Когда это было?

Heavy
Когда это было, сейчас наверное уже и не вспомнить. Память выуживает лишь обрывки, чего-то светлого, и безвозвратно потерянного. И всегда не хотелось идти домой, казалось, если сейчас уйдешь, то пропустишь самое главное. А когда отец крикнет с балкона, с огромной обидой, плетёшься к подъезду.

Взбегаешь по лестничным пролетам, перелетая через две ступеньки, к ужину и к чистой постели, а в голове даже мысли не возникает, что дома этого может не быть. Да и от куда взяться этим мыслям, тогда «я» не думал что буду есть, и где буду спать.

Каждый день приносил что-то новое, вокруг было столько всего: за каждым углом целая вселенная, где ни копни, всюду клад. Детское, необузданное воображение набирало силу и сметало реальность к черту, оставляя ее на долю взрослых. И пускай они смеются, ворчат, психуют, ходят, за чем-то, на свою дурацкую работу. Пусть для них это палка с двумя ручками, слепые они, что бы увидеть что это самый настоящий автомат, которым я буду убивать врага, не важно какого, главное врага, кричать что есть мочи, потому что иначе не услышат - всюду взрывы, пули свистят над головой, а мне позарез нужна огневая поддержка, что бы выпрыгнуть из окопа и обрушить на них град пуль. А после, в грязи и с порванной штаниной, явиться домой, что бы завтра все повторить.
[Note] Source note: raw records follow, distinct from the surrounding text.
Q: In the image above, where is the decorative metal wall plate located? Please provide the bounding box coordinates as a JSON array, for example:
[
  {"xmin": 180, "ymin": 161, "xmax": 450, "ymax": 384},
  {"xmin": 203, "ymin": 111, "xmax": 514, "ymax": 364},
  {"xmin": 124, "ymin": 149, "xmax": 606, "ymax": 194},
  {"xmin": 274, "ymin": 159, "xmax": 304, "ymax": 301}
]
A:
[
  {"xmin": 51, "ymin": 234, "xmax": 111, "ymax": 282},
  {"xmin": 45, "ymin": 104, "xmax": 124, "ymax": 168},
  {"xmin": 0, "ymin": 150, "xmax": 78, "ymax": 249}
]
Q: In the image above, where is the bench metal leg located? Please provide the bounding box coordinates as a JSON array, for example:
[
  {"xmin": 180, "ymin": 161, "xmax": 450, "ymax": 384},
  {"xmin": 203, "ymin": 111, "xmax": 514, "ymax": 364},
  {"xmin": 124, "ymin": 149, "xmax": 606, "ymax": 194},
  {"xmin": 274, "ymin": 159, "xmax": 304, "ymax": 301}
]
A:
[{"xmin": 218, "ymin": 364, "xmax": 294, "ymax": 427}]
Хотя какое там завтра, ни о каком завтра и речи быть не может, не забивал тогда «я» себе этим голову, тогда, было только «сегодня». И это «сегодня» я ждал, как, наверно, ничего в жизни уже ни буду ждать.
А в это время, где далеко-далеко, огромные неумолимые куранты, отстукивали, с нарастающим темпом, свой страшный ритм. Увеличивалась цифра, которой обозначали мой класс, в идиотском и непонятном месте, которое взрослые называли школой.

В какой-то, неуловимый момент, в голове поселилась маленькая крупинка сомнения, которой суждено было превратиться в огромную глыбу, встав на которую можно устоять в этом мире. Тогда же появилось чувство чего-то неизбежного, огромная черная стена, которую никак не обойти, и не перелезть.
Дети очень рано задумываются о смерти, чем очень удивляют своих родителей, и последние успокаивая своих напуганных дочек или сыновей, говорят им, что все будет хорошо, мама ни когда от них не уйдет, но они не верят, маленькие человечки, очень хорошо чувствуют ложь, даже если мы сами в нее верим.

И девочка которая играет с куклами, скоро умрет, в место нее появится грубоватая «девушка-подросток», и мечтать она будет совсем не а куклах. А мальчишку, который совсем недавно, бегал по двору, заменит нервный мужчина, исправно ходящий на работу.

Видимо в те далекие времена, тот кем я был, чувствовал свою скорую гибель, поэтому он оставил мне множество своих эпитафий, накарябанных детской рукой. Их можно найти, но надо очень постараться, одна из них мне особенно запомнилась. На крышке старого ящика, смахнув пыль, я увидел его имя выбитое гвоздями: «ВАНЯ», буква «я» была незакончена. От этой надписи меня бросило в дрожь и к горлу подступил ком, на какое-то мгновение мне даже показалось, что он  жив, и сейчас стоит рядом, глядя мне в глаза, говоря: «Ну что же ты встал?! Побежали, тебя уже ждут! Помнишь мы сделали шалаш, сейчас разведем там костер, там стоит банка с муравьями, которых ты хотел увести домой! Ну что ты стоишь как столб?»

Видение было настолько реальным, что я пошатнулся, вспомнил вдруг, и шалаш и банку. Я почти побежал, сердце щемило, и так захотелось не думать ни о чем, бежать не чувствуя ног, не уставая, не знать самых простых вещей и верить в то, что все всегда будет таким как сейчас.